In some cases, a comprehensive speech and language assessment may be called for. In those instances, an SLP will work one-on-one with the student to identify and describe possible impediments including:
- Impairments in body structure and function
- Comorbid deficits or health conditions
- Limitations in activity and participation (functional communication skills)
- Contextual factors (such as environmental or personal issues)
Primarily, however, SLPs working on these assessment projects will participate in designing rubrics that can be administered by less expert staff to screen students in large numbers, and in training staff how to properly use those tools. From time to time, specific cases may require their personal attention and evaluation.
The Expanding Practice of Communication Competency Examination and Screening
Universities themselves are also beginning to recognize and emphasize the importance of developing oral communication skills in their graduates. The University of Virginia, for example, has set a standard requiring that 95 percent of graduates be at least minimally competent in oral communication.

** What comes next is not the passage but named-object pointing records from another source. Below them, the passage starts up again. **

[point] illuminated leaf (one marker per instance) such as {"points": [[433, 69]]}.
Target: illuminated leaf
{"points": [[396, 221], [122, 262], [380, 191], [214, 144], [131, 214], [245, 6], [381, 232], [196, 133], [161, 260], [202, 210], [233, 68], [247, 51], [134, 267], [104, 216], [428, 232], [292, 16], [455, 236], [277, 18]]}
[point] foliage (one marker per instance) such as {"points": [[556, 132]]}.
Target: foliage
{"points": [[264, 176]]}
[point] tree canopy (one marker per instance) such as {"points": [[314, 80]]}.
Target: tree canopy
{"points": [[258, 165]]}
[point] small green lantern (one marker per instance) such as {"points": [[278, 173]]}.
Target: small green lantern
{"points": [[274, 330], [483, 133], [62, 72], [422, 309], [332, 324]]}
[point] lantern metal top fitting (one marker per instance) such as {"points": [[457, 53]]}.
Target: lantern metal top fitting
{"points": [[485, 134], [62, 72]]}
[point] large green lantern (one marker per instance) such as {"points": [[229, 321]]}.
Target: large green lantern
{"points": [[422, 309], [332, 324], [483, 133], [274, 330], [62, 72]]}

The university established a formal rubric for making that assessment in 2006 and began making video-taped evaluations of students to assure statistical compliance in all departments and colleges. Other colleges, such as Wayne State in Michigan, have instituted formal examinations that students must pass in order to graduate.
These, and similar efforts at other colleges and high schools, can benefit from the expertise of speech-language pathologists. Currently, many of these assessments are both designed and conducted by laypersons. Their methods and goals may overlook factors that SLPs are familiar with and better capable of addressing.